Apache Flink is an open source platform for distributed stream and batch data processing
Flink’s core is a streaming dataflow engine that provides data distribution, communication, and fault tolerance for distributed computations over data streams. Flink builds batch processing on top of the streaming engine, overlaying native iteration support, managed memory, and program optimization. This 5 day course covers every technical aspect a developer, architect and DevOps individual will need to know to install, administrate, develop toward, manage and monitor every capability of this 4th generation, distributed data-flow Apache Software Project (ASF).
By 4th generation it is meant that Flink is not just the culmination of the ideas and functions for data flow that developers have had to assemble from predecessor Apache projects such as Spark and Kafka, it is a much more powerful and performant complement or successor to both of those projects.

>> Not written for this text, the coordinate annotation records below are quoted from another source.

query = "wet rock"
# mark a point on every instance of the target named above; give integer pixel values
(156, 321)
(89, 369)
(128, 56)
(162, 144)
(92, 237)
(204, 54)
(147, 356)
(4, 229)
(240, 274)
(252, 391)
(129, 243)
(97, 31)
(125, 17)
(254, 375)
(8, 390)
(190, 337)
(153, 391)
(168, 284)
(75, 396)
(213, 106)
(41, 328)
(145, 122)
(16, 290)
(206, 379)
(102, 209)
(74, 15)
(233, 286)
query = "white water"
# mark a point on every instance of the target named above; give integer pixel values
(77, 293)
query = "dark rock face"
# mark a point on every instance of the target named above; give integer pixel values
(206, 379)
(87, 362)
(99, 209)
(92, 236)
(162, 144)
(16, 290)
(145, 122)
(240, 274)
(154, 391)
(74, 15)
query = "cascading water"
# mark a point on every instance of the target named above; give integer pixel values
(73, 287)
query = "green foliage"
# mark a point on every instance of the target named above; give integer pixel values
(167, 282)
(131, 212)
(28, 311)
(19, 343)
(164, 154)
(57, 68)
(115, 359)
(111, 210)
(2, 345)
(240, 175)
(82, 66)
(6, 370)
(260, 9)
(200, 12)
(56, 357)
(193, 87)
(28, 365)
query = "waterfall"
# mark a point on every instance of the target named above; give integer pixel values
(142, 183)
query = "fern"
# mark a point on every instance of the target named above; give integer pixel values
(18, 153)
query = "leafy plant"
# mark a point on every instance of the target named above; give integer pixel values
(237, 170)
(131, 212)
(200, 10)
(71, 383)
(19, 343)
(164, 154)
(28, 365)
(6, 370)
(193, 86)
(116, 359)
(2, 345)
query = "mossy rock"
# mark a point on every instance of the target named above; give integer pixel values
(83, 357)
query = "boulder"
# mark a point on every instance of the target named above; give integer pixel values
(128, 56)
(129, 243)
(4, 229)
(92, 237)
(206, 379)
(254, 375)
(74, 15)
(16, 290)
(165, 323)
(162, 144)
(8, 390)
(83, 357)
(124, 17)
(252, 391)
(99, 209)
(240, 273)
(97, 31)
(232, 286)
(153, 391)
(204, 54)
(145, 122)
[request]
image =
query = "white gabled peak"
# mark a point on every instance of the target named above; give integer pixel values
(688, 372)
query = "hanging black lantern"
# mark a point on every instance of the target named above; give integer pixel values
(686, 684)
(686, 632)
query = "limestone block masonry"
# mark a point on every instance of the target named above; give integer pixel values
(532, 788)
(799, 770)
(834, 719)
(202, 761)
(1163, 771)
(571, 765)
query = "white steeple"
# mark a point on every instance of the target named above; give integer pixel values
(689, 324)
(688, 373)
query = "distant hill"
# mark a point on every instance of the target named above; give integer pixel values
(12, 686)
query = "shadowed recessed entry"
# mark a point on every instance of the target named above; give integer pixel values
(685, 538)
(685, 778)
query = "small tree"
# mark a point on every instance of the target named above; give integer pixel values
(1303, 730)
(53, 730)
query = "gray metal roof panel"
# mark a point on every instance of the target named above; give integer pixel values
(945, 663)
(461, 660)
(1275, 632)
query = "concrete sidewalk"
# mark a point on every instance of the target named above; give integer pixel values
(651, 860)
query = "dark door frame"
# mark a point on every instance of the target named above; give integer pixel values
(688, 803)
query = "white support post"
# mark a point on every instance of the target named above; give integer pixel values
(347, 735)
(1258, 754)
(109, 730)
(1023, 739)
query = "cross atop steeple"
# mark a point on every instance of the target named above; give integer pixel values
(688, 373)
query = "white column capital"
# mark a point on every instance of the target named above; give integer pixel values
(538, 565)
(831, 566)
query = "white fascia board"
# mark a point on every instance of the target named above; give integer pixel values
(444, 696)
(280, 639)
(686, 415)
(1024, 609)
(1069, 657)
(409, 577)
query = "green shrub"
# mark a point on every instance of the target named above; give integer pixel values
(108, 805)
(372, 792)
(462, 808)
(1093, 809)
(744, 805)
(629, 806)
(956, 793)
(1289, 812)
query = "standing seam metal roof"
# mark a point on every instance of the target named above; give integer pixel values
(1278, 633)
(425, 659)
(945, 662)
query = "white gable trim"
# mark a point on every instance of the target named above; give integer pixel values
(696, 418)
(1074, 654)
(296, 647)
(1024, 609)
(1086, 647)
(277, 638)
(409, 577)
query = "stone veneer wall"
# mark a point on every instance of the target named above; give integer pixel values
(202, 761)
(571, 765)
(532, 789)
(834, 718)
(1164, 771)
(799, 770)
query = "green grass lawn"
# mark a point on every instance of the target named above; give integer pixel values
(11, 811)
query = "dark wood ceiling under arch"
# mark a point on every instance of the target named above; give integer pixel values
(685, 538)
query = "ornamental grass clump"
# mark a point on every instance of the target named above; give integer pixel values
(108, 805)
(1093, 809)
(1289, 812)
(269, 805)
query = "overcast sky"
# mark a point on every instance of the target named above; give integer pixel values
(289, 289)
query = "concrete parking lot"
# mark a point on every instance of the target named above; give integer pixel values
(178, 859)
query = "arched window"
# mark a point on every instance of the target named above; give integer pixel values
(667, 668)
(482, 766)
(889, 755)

Flink, in fact, changes the very meaning of ’data flow’ and ’infinite’ versus
’finite’ data sources.
In addition, Flink makes batch and micro-batch processing simple subclasses of true streaming. For those software engineers who use imperative or functional languages, Flink supports Python, Java and Scala APIs. For those developers who work with a tabular data set visualization and SQL, Flink provides a 100% SQL interface. As with the Flink programming APIs, Flink SQL can be used for batch, micro-batch and pure streaming processing. Flink allows the use of the same programming paradigm for data flow and data analysis with finite data sets, infinite data sets, heterogeneous data sets, batch, micro-batch and streaming data.
This course will present all essential concepts, libraries and techniques, in a complete hands-on environment, for understanding, creating and supporting Flink and Flink-ecosystem-based applications.
50% Lecture, 50% Lab
- Day 1: Introduction to Flink concepts, ecosystem, use cases
- Day 2: Application development with Flink
- Day 3: Extending Flink into the Flink ecosystem
- Day 4: DevOps, installation options, deployment and monitoring
- Day 5: Performance enhancement practices with Flink and Flink ecosystem
We believe the audience for this class will be bifurcated into two types of software engineers. First, those Java or Scala software engineers, with minimal knowledge of Spark and Kafka, who must quickly generate rigorous, extensible, enterprise-level applications reliant upon a distributed data flow topology.
Second, those software engineers who have worked with Java, the Spark API and the Kafka API who desire to understand how the Flink functionality and performance complements or supersedes the functionality offered by Spark and Kafka. Companies like Alibaba, Capital One, Ericsson, Netflix and Uber consider Spark and Kafka to be 3rd generation and Flink 4th generation in their capabilities.